You can get a large pizza with a different topping on each slice. But don’t.

Eight slices were combined. It didn’t turn as well as you might think.
  • Eight slices were combined. It didn’t turn as well as you might think.

Mr. Moto Pizza House

3773 30th Street, North Park

Between Lefty’s, Berkeley, URBN, and Tribute, there’s no shortage of great pizza in North Park.

Still, when popular Pacific Beach pie spot Mr. Moto Pizza House decided to open on 30th Street, I paid attention. Not all of the aforementioned deliver, at least not without the help of a third-party delivery service tacking on fees. Berkeley does, but while its ultra-cheesy deep-dish pies may be considered among the city’s best, they’re a bit heavier than you may sometimes prefer.

Mr. Moto offers New York style pies and hires its own drivers. They also let you order through an effective if somewhat clunky website. During an early experience it took me 20 minutes to get it right, but I was able to order a large pie with pepperoni and onions on one half and spinach and ricotta on the other for about 22 bucks.

Pacific Beach pizza spot Mr. Moto lands in North Park. The competition is fierce.

Pacific Beach pizza spot Mr. Moto lands in North Park. The competition is fierce.

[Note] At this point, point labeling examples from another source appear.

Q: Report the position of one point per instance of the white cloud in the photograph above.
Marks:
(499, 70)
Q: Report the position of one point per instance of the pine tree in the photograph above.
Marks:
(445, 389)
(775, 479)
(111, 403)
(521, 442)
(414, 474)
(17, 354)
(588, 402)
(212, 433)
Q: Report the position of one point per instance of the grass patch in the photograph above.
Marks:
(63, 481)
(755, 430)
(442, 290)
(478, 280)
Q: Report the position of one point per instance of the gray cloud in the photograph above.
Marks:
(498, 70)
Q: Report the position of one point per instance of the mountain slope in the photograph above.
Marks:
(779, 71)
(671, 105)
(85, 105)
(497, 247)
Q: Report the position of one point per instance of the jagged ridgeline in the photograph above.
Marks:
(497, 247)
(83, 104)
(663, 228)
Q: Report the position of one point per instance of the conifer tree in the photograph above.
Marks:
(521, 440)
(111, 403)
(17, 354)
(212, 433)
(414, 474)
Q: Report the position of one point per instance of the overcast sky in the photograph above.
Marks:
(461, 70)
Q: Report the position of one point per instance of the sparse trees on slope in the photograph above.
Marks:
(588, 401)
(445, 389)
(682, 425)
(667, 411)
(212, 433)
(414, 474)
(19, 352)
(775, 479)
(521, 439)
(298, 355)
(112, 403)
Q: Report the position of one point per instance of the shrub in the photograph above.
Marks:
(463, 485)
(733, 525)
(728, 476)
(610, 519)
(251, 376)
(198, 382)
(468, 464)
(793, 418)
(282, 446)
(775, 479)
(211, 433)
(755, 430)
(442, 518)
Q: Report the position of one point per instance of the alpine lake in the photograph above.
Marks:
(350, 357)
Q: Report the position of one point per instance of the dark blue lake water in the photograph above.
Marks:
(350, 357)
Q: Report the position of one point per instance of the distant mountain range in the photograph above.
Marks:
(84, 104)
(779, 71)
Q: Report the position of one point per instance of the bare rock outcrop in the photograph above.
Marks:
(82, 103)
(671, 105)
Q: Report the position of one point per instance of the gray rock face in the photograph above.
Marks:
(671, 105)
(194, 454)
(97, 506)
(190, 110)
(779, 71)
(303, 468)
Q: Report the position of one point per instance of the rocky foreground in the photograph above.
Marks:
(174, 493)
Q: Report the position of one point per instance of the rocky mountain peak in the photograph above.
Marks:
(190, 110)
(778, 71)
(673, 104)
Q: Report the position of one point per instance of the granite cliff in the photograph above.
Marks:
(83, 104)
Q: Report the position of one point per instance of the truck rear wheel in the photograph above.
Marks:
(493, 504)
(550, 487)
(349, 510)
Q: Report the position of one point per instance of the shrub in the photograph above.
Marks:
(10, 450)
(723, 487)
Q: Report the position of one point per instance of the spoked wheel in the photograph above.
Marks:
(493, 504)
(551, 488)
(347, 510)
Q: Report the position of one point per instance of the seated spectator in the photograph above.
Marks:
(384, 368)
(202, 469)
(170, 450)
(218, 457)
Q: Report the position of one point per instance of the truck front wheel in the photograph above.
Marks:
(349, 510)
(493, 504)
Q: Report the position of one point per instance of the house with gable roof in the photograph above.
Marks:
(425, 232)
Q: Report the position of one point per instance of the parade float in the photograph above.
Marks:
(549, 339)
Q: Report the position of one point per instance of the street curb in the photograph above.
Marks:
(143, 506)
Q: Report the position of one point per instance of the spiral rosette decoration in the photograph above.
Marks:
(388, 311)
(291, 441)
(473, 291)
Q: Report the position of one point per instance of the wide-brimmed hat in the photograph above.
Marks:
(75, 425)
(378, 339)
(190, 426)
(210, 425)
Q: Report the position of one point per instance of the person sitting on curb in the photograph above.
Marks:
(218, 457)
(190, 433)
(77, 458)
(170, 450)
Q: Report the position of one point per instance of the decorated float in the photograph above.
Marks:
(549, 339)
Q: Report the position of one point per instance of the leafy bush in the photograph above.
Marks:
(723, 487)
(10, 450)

In doing so, I noticed the option to order a slice pie — that is, the same eight-slice count you’d get with a large pizza order but with each slice featuring a different topping. It dawned on me that when ordering for a group you could skip past arguing whether or not pineapple belongs on pizza and satisfy everyone’s distinct craving. And with leftover slices in the fridge, a little variety doesn’t hurt.

So the next time I ordered, I dialed up the Moto website with my heart set on a slice pie. That’s where the trouble started. That clunky web ordering I referred to? It can’t handle the slice pie.

No problem, I thought, I’ll just order the old-fashioned way — by phone. Of course, there’s a reason we’ve come to prefer ordering online when we can. Communicating by phone with someone working in a crowded restaurant can be like trying to make sense of a David Lynch movie.

Making matters worse was that I didn’t know what any of Mr. Moto’s specialty pie names meant. Like that the Mamma Mia has bacon, garlic sauce, gorgonzola, pepperoni, and spinach. Or that Sweet Dreams is the name given to the BBQ chicken pie. That guy on the other end of the phone and I were speaking different languages.

The slice pie was delivered in prompt fashion, though it did suffer in transit more than a fully intact whole pizza would. More importantly, I discovered that while a Mr. Moto pizza has a light, chewy crust when fresh, when reheated for order-by-the-slice it doesn’t turn out well.

I thought the slice pie was a fantastic idea, but I now see why other restaurants don’t attempt it. And Mr. Moto’s interesting signature pies should be ordered intact anyway — that way Moto competes with my North Park favorites.